MultiUI Dataset
Massive dataset of 7.3 million examples from 1 million websites, combining texts, images, and UI layouts for visual understanding and interaction.
7.3 million multimodal examples (text, images, UI), structured format
Open Data Commons Attribution (ODC-BY)
Description
MultiUI is a very large-scale dataset combining textual data, images and UI elements extracted from web pages. It contains 7.3 million examples from one million sites. This corpus is designed to train models that can interpret complex interfaces, perform OCR, understand documents, and analyze graphics.
What is this dataset for?
- Train models for the multimodal understanding of web user interfaces
- Improving text recognition and document analysis in a variety of contexts
- Develop AI agents that can interact with complex UIs
Can it be enriched or improved?
Yes, this dataset can be supplemented by specific annotations (user actions, errors, types of UI elements) and by data from other types of interfaces.
🔎 In summary
🧠 Recommended for
- UI researchers
- OCR developers
- AI web agent projects
🔧 Compatible tools
- PyTorch
- TensorFlow
- Detectron2
- OCR libraries
- Multimodal frameworks
💡 Tip
Use suitable sub-samples for testing prior to large-scale exploitation.

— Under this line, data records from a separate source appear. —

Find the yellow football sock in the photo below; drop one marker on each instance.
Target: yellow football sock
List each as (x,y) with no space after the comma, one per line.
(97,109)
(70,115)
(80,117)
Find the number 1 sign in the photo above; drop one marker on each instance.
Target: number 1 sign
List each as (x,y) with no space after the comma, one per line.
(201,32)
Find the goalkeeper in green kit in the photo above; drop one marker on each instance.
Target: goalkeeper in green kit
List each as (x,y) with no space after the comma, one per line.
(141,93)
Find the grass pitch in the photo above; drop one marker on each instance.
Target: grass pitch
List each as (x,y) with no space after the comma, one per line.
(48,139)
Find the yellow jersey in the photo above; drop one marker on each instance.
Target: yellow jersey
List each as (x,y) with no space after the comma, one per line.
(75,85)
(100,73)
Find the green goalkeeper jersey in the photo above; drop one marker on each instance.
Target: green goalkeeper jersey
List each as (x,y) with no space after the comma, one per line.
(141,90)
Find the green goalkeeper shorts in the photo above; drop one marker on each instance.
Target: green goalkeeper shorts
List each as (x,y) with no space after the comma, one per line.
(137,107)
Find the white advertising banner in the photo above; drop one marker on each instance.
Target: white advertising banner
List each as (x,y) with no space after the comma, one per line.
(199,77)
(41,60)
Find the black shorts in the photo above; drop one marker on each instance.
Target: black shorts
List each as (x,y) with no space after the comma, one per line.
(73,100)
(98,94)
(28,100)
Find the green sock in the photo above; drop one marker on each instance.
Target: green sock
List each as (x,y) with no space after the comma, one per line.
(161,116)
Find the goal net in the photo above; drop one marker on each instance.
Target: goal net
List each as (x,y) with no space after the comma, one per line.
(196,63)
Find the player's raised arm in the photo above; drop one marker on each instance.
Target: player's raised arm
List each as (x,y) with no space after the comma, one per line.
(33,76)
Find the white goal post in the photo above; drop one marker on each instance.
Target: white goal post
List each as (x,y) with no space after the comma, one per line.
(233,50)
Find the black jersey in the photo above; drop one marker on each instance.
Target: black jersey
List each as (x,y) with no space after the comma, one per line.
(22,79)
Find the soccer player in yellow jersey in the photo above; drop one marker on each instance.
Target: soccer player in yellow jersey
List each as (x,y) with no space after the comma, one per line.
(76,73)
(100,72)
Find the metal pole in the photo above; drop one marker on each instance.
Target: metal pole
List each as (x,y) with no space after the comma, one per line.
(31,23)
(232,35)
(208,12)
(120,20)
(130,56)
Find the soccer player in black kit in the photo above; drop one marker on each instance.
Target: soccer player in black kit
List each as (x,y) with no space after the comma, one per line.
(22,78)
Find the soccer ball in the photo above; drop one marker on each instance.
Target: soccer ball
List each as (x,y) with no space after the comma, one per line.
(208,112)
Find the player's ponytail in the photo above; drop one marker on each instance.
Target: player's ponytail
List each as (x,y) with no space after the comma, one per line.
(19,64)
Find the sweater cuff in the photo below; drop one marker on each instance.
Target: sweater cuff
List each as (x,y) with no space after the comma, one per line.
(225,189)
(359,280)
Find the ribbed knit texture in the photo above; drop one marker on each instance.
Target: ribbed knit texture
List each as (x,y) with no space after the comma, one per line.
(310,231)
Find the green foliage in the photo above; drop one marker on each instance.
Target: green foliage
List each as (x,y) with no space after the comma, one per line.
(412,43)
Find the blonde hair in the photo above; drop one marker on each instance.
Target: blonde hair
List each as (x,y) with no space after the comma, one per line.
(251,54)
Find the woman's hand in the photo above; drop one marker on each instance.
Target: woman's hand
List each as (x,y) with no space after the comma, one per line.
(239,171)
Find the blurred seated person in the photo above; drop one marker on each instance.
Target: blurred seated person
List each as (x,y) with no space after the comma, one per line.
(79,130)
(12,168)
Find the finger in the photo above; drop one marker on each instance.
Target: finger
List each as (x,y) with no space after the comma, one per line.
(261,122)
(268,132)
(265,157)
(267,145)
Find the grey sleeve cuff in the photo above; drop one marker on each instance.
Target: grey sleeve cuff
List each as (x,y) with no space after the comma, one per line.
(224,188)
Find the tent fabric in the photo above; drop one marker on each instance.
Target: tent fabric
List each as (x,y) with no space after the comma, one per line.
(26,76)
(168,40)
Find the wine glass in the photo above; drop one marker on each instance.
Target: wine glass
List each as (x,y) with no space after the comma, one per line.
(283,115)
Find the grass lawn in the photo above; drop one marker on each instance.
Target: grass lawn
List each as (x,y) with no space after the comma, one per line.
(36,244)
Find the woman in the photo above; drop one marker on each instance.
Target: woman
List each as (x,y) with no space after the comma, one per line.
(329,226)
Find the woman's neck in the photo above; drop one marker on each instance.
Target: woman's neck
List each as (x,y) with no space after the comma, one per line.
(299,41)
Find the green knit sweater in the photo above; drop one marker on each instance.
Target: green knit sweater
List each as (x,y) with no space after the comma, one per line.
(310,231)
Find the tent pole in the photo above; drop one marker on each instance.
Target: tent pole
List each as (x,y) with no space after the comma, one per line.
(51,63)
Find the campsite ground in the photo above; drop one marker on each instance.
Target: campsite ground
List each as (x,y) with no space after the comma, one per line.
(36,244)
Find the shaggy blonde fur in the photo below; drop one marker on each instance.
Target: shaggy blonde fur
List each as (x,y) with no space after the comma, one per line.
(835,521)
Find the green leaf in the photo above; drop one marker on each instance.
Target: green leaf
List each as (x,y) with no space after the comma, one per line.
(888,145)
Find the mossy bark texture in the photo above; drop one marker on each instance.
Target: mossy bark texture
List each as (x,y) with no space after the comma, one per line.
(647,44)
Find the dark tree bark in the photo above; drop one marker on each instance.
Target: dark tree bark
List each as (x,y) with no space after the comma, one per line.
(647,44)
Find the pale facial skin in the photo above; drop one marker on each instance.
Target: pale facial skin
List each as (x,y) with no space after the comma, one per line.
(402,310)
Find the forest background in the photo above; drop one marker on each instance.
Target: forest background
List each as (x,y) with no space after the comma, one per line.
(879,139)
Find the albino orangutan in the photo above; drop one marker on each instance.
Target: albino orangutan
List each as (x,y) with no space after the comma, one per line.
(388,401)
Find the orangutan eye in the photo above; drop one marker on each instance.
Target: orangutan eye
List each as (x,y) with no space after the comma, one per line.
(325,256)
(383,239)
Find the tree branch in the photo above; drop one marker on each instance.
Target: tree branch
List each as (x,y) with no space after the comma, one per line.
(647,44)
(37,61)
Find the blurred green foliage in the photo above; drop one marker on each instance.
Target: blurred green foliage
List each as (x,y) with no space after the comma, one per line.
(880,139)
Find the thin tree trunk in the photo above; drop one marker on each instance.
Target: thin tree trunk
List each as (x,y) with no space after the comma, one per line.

Frequently Asked Questions
What is the size and diversity of data in MultiUI?
7.3 million multimodal examples from one million websites, including text, images, and varied UI layouts.
What license governs the use of this dataset?
Open Data Commons Attribution (ODC-BY), free license with mandatory attribution.
Is this dataset suitable for OCR and document comprehension projects?
Yes, MultiUI excels in text recognition tasks and multimodal analysis of documents and web interfaces.